I, too, started to make comments on both sites.  But my comments rambled (another one of those prerogatives I maintain in this 140 character world) , and so it became apparent that I would need to create a blog entry to respond to the article – which I truly do not want to do because, frankly, I really don’t want to "raise the volume" of this disagreement between SEO believers and SEO heretics.  But I have some things to say that no one else is saying, and it goes to the heart of the debate on why SEO IS important and is absolutely not the same thing as a good user experience of web development.

So to Danny, to Derek, and to all the folks who have entered this debate, I  hope you find my comments below useful and, if not, my humble apologies for wasting your valuable time.

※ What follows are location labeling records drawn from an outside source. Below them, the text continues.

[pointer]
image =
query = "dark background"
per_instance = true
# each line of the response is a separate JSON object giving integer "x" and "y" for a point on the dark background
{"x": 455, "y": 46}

Good site design is about the user experience. I started my career in online and software UE design when that term was an oxymoron.  My first consulting company, started in 1992, was inspired by David Kelley, my advisor at Stanford, CEO of IDEO (one of the top design firms in the world),  and now founder and head of the Stanford School of Design.  I was complaining to David about the horrible state of user interfaces in software and that we needed an industry initiative to wake people.  His response was "If it’s that bad, go start a company to fix it."  Which I did.  That company built several products that won awards for their innovative user experience. 

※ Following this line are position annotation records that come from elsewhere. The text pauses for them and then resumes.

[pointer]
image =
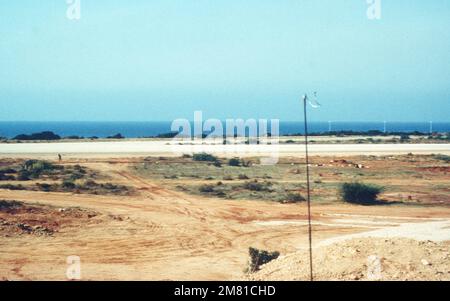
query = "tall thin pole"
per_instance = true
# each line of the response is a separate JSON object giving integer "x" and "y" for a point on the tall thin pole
{"x": 309, "y": 191}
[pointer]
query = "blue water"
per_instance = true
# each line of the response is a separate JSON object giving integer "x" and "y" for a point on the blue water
{"x": 146, "y": 129}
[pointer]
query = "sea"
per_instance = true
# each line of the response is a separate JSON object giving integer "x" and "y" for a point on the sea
{"x": 154, "y": 128}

That history, I hope, gives credibility to next next statement: I have always believed, and will always believe, that good site experience trumps anything else you do.  Design the site for your customer first.  Create a "natural" conversation with them as they flow through the site and you will keep loyal customers.

Having said that, universal search engines do not "think" like human beings.  They are neither as fast or as capable of understanding loosely organized data.  They work according to algorithms that attempt to mimic how we think, but they are a long way from actually achieving it.  These algorithms, as well as the underlying structures used to make them effective, also must run in an environment of limited processing power (even with all of Google’s server farms) relative to the volume of information, so they have also made trade-offs between accuracy and speed.  Examples of these structures are biword indices and positional indices.  I could go into the whole theory of Information architecture, but leave it to say that a universal search engine needs help in interpreting content in order to determine relevance. 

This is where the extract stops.